The Detroit Three automakers have announced extended holiday shutdowns. Chrysler has said it is closing all 30 of its North American manufacturing plants for four weeks because of slumping sales; Ford will shut 10 North American assembly plants for an extra week in January, and General Motors will temporarily close 20 factories — many for the entire month of January — to cut vehicle production.

Meanwhile, U.S. Steel is idling plants in Granite City, Ill., Keewatin, Minn., and its Great Lakes Works near Detroit.

"These two anecdotes from the auto and steel industries tell us all we need to know about how dicey the current economic situation is," he wrote.

On Friday, KB Home, one of the nation's largest homebuilders, reported that lower housing revenue drove sales down 56 percent to $919 million in the fourth quarter from $2.07 billion in the 2007 fourth quarter. Homes delivered totaled 3,192 in the quarter, less than half the 8,132 delivered a year earlier as foreclosures mounted and mortgage lending dried up.

On Thursday, president-elect Barack Obama said the recession could "linger for years" unless Congress pumps unprecedented sums from Washington into the economy.

"This all supports the demand deterioration argument we've been talking about for months," said Jim Ritterbusch, president of Ritterbusch and Associated.

"In hindsight this pop from $35 to $50 was a normal market correction within a bear market," said Ritterbusch, who looks for prices to head back down toward last month's lows in the next few days.

Oil prices at one point Tuesday reached $50.47, the highest price since Dec. 1, before the continuing raft of lousy economic news took hold.

First, it the National Association of Realtors reporting that pending home sales fell to the lowest level on record in November. Then the government reported that orders to factories fell for a record fourth straight month in November.

On Wednesday, prices fell 12 percent after the Energy Information Administration said that crude oil inventories rose 6.7 million barrels, well above the 1.5 million-barrel build expected by analysts, followed by Friday's unemployment news.

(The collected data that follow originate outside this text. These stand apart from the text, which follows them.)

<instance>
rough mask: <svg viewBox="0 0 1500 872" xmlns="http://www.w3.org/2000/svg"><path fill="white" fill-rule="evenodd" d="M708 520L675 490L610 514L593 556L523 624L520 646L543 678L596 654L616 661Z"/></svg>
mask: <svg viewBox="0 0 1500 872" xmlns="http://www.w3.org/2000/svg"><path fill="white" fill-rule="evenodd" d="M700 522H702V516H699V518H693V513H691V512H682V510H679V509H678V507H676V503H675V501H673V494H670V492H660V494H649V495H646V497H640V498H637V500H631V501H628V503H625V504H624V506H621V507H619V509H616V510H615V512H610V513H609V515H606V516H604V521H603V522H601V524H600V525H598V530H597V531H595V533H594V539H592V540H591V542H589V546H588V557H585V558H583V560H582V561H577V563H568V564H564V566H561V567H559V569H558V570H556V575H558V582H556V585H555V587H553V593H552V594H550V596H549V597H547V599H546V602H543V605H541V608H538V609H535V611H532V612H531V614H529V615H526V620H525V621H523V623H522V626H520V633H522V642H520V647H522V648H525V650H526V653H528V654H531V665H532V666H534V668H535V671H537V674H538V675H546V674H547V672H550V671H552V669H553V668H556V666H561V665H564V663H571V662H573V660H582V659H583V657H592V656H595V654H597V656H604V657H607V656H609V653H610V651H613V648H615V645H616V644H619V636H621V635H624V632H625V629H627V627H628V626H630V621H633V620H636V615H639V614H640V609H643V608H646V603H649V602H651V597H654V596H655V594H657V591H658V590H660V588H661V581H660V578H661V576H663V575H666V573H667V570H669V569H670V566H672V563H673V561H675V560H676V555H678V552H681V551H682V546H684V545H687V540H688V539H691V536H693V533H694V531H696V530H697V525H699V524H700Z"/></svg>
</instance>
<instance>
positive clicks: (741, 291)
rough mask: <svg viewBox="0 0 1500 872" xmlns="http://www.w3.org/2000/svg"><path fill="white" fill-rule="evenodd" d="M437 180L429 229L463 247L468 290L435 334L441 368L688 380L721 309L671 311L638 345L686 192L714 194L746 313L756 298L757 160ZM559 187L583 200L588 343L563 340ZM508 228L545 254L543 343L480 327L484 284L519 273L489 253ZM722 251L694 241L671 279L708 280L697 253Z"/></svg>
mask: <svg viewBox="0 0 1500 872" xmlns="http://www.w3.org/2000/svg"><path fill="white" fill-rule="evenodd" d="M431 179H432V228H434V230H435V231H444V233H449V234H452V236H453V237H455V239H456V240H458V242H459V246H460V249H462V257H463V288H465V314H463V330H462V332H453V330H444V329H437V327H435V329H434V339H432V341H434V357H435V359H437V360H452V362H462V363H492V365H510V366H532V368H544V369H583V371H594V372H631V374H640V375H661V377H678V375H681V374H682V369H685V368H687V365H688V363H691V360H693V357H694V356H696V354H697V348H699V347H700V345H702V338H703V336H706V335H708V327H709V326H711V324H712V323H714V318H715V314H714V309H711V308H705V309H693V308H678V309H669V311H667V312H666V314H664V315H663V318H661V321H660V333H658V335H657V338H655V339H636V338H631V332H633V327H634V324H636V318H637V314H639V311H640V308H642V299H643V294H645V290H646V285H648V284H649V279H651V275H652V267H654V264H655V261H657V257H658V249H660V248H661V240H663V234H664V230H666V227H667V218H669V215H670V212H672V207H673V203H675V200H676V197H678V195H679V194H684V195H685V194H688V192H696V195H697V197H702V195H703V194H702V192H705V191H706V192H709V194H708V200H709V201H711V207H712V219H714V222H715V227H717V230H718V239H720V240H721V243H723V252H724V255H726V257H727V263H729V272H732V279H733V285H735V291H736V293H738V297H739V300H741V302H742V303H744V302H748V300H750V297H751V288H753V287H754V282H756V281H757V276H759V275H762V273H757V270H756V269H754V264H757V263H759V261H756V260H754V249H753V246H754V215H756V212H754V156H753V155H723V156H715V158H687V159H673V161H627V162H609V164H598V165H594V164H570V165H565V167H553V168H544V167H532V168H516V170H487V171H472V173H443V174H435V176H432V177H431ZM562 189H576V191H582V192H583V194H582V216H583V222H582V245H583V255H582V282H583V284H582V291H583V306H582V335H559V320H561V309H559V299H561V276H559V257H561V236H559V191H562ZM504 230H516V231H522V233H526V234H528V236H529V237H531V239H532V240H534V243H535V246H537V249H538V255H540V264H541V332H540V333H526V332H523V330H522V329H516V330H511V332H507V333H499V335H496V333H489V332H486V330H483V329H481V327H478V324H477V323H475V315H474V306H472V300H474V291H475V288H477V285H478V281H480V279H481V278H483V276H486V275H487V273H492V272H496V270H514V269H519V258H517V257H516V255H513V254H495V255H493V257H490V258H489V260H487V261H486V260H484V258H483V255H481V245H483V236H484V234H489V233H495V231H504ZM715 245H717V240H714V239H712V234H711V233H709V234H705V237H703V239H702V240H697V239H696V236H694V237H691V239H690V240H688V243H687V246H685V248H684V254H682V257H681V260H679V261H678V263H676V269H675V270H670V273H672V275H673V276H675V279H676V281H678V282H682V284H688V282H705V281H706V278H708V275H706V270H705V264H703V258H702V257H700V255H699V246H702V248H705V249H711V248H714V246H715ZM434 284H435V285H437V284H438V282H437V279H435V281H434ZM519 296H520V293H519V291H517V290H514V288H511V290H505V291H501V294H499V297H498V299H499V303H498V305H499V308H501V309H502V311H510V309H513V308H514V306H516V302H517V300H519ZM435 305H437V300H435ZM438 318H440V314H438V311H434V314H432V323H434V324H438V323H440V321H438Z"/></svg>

Rising U.S. inventories show just how badly demand for energy has eroded.

Despite the decline in crude, prices at the pump continued to inch up, climbing 2 cents overnight to $1.782 a gallon after bottoming at $1.61 a gallon Dec. 30, according to auto club AAA, Oil Price Information Service and Wright Express. Prices now a dime higher than a month ago, but still $1.318 below prices a year ago today.

Ritterbusch said gasoline prices have followed crude higher, but he looks for those prices to come down now that oil is moving lower.

In other Nymex trading, gasoline futures slipped just over a penny to fetch $1.0767 a gallon. Heating oil fell about 7 cents, selling at $1.45 a gallon while natural gas for February delivery lost 12.7 cents at $5.456 per 1,000 cubic feet.

In London, February Brent crude fell $1.47 to $43.20 a barrel on the ICE Futures exchange.